Daily Events – Structured Reports: Technical Processing Standard
This document describes the automated technical protocol of the Daily Events – Structured Reports. The process is fully automated—no human verification, fact-checking, or editorial judgment is involved. The resulting Daily Events – Structured Reports are machine-generated outputs of this protocol. They are provided “as is” and the user assumes all responsibility for their use. This protocol performs structural and logical analysis of data at the moment of processing.
I. PRINCIPLE: STRUCTURED DECOMPOSITION
The system processes each information unit as a discrete data object. Its function is not to assign truth or authority, but to decompose, categorize, and analyze the structure and internal logic of the information presented.
II. PROCESSING: DUAL-ANALYSIS PIPELINE
STREAM A: FACTUAL DISTILLATION
- Extracts the core factual claim(s) (“CORE CLAIM”).
- Removes rhetorical framing to isolate the asserted event or statement.
- Identifies and catalogs Gaps—essential data points missing to contextualize or verify the claim.
STREAM B: LOGICAL & RHETORICAL SCAN
- Scans for internal contradictions, inconsistencies, or unsupported leaps within the information packet.
- Flags the presence of subjective, emotive, or absolute language as an observed characteristic of the data.
III. CONTEXT: ZERO-PRIOR CONTEXT
The analysis is performed exclusively on the information as presented. The system does not:
- Investigate the historical origin or distribution of the information.
- Assume or import external context not contained within the provided data packet.
- Compare claims against a dynamic database of past events or “facts.”

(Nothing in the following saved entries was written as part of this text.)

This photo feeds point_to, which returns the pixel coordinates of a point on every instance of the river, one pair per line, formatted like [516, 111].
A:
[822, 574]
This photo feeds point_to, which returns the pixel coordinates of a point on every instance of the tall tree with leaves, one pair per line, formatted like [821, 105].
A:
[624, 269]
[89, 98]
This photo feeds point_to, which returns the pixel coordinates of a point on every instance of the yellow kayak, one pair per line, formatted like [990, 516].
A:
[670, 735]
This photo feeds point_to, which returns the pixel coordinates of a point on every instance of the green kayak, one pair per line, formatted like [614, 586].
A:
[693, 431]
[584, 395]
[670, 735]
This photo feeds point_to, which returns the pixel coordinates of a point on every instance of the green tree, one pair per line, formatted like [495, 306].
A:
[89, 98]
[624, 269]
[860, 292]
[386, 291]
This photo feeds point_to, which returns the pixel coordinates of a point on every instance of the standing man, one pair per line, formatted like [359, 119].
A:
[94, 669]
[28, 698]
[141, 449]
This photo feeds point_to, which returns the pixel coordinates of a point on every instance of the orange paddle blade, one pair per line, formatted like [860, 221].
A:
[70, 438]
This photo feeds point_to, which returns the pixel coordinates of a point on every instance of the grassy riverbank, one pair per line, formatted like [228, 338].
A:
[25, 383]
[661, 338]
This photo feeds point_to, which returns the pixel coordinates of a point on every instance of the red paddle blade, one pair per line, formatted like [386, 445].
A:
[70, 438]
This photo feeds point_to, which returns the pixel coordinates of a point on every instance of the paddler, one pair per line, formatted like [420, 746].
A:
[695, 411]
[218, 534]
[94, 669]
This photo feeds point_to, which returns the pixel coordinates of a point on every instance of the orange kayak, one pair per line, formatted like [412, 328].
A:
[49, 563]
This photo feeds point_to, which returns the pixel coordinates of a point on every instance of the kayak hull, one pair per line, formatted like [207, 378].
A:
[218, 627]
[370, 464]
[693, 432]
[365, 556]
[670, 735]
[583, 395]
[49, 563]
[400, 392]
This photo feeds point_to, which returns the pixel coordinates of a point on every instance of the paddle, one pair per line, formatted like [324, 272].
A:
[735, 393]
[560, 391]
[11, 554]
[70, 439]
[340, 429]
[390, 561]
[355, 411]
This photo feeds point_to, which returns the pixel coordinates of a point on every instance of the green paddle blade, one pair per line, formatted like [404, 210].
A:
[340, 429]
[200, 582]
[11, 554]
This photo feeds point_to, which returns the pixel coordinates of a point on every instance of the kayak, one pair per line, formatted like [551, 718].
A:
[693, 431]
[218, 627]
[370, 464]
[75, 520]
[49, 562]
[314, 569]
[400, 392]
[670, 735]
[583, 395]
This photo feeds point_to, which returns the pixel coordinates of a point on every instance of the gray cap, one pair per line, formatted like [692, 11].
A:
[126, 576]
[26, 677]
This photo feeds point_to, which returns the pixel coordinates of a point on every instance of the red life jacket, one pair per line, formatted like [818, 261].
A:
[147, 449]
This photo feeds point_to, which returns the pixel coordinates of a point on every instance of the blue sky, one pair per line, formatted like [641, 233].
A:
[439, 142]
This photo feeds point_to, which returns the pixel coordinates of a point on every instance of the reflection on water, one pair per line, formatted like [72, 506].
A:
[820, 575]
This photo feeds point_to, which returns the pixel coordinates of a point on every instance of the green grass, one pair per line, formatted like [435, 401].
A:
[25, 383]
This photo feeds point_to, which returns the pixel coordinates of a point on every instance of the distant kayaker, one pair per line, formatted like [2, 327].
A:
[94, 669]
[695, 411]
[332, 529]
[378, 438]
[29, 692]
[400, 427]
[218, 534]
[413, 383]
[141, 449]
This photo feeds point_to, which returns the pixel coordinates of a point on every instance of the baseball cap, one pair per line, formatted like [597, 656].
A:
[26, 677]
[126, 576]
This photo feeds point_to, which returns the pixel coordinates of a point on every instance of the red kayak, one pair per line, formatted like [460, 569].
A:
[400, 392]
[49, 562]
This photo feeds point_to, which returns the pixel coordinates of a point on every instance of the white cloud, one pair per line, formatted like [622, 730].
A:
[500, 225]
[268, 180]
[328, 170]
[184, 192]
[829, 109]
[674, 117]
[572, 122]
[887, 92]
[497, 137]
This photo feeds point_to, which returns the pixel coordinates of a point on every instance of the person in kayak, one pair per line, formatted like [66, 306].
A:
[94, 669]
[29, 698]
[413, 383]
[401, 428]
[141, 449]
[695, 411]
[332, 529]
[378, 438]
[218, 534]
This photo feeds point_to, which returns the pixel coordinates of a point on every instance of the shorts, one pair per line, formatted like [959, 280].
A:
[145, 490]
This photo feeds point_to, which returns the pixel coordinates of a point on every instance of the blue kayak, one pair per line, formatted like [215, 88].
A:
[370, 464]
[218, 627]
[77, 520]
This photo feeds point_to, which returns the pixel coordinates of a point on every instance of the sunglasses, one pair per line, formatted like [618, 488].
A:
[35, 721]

IV. OUTPUT GENERATION: THE STRUCTURED REPORT
The system synthesizes the dual-stream analysis into a standardized Daily Events – Structured Report. This report is the final, machine-generated product provided to the user. It does not output a “verdict” (True/False) but presents a structured deconstruction designed to initiate and guide rigorous external verification.
The Daily Events – Structured Report contains the following mandatory sections, each serving a specific diagnostic function:
1. FACTUAL SNAPSHOT: Isolates the core data object. It presents the distilled CORE CLAIM, stripping away narrative framing, and catalogs its KEY ATTRIBUTES (Type, Location, Status, Impact) and all named KEY ENTITIES (Persons, Organizations ) involved in the claim.

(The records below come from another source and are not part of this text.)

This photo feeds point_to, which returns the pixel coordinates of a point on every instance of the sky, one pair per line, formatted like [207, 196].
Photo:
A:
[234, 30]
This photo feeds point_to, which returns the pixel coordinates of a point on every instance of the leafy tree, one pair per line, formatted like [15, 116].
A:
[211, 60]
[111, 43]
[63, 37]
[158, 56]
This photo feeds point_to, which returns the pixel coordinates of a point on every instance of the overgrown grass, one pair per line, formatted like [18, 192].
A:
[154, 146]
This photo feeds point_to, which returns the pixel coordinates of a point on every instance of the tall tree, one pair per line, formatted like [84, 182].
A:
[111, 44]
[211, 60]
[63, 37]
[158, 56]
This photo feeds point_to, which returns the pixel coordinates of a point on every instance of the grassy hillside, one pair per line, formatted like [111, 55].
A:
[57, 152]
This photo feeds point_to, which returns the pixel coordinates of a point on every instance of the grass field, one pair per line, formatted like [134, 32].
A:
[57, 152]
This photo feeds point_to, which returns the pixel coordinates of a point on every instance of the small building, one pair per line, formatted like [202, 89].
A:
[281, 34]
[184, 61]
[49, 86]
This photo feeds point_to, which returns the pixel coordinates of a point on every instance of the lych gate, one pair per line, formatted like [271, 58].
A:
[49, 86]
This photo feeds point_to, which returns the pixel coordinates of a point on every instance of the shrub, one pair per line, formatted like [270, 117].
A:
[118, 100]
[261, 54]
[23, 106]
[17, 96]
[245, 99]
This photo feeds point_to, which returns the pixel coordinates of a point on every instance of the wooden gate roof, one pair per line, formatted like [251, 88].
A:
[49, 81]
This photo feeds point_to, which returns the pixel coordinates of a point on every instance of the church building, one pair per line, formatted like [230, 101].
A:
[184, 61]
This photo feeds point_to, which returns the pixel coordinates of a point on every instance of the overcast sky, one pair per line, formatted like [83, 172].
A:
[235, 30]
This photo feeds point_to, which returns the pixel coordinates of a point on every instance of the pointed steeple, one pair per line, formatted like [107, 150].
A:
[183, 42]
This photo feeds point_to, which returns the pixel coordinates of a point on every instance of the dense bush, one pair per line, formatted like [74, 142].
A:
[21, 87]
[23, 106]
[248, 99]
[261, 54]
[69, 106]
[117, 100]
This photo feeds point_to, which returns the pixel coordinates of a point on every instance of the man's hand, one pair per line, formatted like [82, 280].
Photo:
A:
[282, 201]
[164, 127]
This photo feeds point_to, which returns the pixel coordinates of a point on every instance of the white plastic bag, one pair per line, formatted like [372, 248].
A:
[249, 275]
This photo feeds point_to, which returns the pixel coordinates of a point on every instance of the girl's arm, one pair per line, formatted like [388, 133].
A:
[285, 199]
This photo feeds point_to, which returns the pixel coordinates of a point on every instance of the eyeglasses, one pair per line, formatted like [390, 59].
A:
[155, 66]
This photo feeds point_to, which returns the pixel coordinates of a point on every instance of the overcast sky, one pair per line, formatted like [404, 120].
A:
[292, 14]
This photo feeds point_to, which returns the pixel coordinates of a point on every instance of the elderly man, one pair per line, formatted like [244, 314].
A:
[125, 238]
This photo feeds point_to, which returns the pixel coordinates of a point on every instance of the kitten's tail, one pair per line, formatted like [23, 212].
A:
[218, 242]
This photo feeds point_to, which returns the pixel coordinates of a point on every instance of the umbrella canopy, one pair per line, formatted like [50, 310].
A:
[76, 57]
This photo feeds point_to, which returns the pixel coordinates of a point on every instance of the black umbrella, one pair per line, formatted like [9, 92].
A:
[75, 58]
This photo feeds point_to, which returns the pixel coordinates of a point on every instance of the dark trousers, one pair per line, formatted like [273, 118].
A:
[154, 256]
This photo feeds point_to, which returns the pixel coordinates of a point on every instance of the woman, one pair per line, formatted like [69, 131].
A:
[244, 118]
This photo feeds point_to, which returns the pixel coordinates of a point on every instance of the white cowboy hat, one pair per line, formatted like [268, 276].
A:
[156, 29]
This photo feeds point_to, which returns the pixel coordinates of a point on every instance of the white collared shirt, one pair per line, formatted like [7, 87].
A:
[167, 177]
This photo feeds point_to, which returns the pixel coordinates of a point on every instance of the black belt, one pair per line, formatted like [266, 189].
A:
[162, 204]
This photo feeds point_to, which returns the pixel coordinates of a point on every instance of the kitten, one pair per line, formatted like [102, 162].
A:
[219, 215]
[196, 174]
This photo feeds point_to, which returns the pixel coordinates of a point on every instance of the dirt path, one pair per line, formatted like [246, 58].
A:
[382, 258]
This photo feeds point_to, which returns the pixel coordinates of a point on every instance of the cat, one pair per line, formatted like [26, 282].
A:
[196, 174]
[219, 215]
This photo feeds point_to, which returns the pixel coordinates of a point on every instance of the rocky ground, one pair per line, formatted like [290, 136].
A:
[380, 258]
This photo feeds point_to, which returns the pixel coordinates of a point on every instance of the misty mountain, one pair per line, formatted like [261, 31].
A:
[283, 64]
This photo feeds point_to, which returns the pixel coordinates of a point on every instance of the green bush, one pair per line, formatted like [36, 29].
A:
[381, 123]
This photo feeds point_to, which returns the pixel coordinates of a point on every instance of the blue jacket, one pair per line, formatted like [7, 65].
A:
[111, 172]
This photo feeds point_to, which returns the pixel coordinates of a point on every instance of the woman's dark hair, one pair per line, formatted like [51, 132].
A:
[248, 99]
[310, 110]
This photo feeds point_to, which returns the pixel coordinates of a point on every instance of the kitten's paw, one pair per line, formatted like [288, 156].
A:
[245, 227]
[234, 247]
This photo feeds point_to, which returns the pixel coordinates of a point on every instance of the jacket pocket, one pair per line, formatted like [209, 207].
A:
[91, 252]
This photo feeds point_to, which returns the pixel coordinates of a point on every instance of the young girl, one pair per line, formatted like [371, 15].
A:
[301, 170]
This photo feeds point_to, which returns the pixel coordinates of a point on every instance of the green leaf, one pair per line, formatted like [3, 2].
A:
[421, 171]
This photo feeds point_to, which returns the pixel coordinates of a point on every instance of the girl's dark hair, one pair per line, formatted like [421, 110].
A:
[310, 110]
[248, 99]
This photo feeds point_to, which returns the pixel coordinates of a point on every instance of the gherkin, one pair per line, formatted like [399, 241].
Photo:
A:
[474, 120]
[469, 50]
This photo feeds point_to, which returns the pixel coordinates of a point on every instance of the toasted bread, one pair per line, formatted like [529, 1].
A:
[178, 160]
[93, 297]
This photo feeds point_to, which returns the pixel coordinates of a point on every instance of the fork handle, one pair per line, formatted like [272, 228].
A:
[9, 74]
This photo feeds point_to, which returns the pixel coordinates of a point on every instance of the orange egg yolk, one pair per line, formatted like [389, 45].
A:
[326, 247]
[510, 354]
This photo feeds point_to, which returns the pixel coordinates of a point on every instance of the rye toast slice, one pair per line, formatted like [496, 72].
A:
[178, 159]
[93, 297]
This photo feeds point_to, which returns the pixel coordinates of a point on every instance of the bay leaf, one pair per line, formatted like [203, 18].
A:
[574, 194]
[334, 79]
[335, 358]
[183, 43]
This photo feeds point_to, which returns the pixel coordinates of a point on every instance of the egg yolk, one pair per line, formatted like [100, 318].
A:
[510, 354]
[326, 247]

2. BASIC TAXONOMY: Applies a machine-generated classification to the claim (Scope: Local/National/Global; Category; Topic; Tags) to enable sorting, filtering, and comparative analysis across a corpus of reports.
3. CONTEXT & SIGNIFICANCE: Generates an automated, neutral assessment of the claim’s implied importance WHY THIS MATTERS based solely on the content’s own framing and the entities involved. It also notes the IMMEDIATE CONTEXT provided within the data packet, highlighting the absence of preceding events if none are stated.

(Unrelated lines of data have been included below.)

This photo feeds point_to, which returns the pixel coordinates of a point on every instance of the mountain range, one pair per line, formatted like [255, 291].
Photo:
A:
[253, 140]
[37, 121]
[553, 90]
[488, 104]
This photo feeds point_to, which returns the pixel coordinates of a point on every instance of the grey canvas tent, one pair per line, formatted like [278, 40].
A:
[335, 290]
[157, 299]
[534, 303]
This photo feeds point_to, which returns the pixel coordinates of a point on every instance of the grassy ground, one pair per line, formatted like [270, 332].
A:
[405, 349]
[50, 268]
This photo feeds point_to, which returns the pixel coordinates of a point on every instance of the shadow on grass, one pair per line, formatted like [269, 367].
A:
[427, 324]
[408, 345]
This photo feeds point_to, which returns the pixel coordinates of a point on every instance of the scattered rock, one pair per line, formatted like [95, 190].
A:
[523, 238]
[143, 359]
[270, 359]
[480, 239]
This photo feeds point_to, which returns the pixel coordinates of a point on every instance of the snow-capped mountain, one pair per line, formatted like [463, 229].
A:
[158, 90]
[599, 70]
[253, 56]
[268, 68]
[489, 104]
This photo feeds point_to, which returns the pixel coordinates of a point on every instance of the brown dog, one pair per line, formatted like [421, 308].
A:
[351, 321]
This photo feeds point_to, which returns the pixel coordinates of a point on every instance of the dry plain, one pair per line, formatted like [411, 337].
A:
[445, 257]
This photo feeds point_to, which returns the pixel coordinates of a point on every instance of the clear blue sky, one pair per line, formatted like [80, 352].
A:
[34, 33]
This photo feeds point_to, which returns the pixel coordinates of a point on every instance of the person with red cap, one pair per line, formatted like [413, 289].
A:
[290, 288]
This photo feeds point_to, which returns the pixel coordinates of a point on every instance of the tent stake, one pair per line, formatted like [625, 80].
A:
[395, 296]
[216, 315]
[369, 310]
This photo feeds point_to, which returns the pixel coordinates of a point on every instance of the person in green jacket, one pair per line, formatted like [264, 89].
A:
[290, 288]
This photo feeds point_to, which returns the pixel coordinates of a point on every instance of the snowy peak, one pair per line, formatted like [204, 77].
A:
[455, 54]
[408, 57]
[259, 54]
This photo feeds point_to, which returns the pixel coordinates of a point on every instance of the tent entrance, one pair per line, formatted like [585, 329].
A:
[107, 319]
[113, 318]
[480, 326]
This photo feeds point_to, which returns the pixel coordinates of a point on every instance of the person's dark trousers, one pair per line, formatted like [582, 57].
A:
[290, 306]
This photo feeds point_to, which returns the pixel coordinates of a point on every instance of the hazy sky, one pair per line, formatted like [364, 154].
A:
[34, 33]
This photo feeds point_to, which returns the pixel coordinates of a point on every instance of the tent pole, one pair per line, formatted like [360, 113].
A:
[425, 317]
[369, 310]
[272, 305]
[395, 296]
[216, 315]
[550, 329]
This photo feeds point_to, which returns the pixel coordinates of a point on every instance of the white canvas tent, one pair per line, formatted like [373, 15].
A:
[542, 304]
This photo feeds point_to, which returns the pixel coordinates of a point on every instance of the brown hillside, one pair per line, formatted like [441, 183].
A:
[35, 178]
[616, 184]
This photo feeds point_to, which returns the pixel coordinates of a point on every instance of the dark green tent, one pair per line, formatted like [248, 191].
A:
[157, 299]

4. GAPS & UNANSWERED QUESTIONS: A structured, enumerated list of essential informational and contextual deficiencies automatically identified in Stream A. This section explicitly catalogs what is missing or unstated that would be necessary to assess the claim. It is the primary output for guiding investigation.
5. SUGGESTED ANGLES FOR FURTHER REPORTING: Provides machine-generated frameworks or lines of inquiry (“Angles”) derived from the claim’s content and identified gaps. Each angle includes a “Guiding Question” to transition the analysis from deconstruction to potential investigative action.
6. RESEARCH & VERIFICATION CHECKLIST: Converts the gaps and angles into actionable steps. This is a pragmatic list suggesting:
Primary Sources to Contact
Official Sources/Documents to Check
Key Details to Physically Verify
Integrated Self-Audit Flag: Within any section, if any internal contradictions, inconsistencies, unsupported leaps, or irrelevant data intrusions identified are tagged with the standardized flag: SELF AUDIT LOGICAL DEFICIT DETECTED: followed by a plain-language description of the inconsistency (e.g., conflicting generational counts, intrusion of unrelated promotional content).